Evidently, RIM must feel its BBM service still has some sort of quality edge on its main rivals, and that it must fight to protect its patent to protect that lead. But by moving to protect an app within its walled garden, RIM is fighting a questionable battle, now that we're in an age where cross-platform apps are more relevant.
Here's the bigger worry for RIM: With this move, is it inadvertently poisoning its own ecosystem? If people know they can work at RIM and then start a successful startup that rides on top of the BlackBerry platform, RIM becomes a more attractive place to work, and BlackBerry becomes a more attractive platform to develop on.
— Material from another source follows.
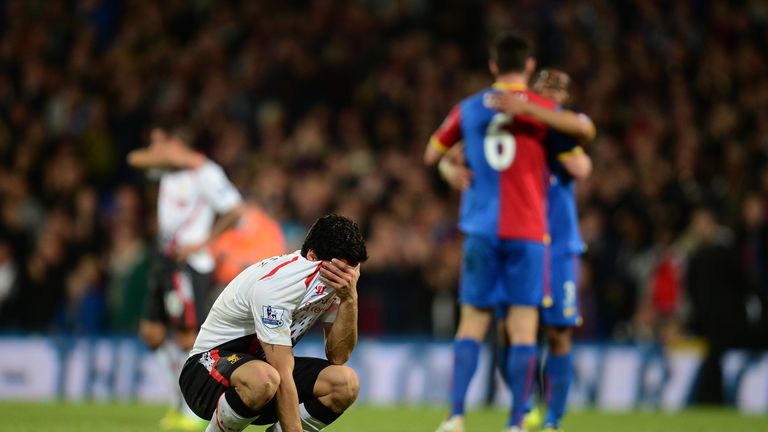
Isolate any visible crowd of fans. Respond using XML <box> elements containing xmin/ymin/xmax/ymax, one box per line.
<box><xmin>0</xmin><ymin>0</ymin><xmax>768</xmax><ymax>344</ymax></box>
By making an example of Kik and its chief executive, Ted Livingston, a 23-year-old former strategist at BBM who set up shop across the street from its headquarters, RIM could be shooting itself in the foot for extremely questionable gain. Yes, RIM's always been protective of its intellectual property, but as Apple's (Nasdaq: AAPL ) iPhone and now more recently Google with its Android platform have shown, you have to leave something on the table for innovators to seize.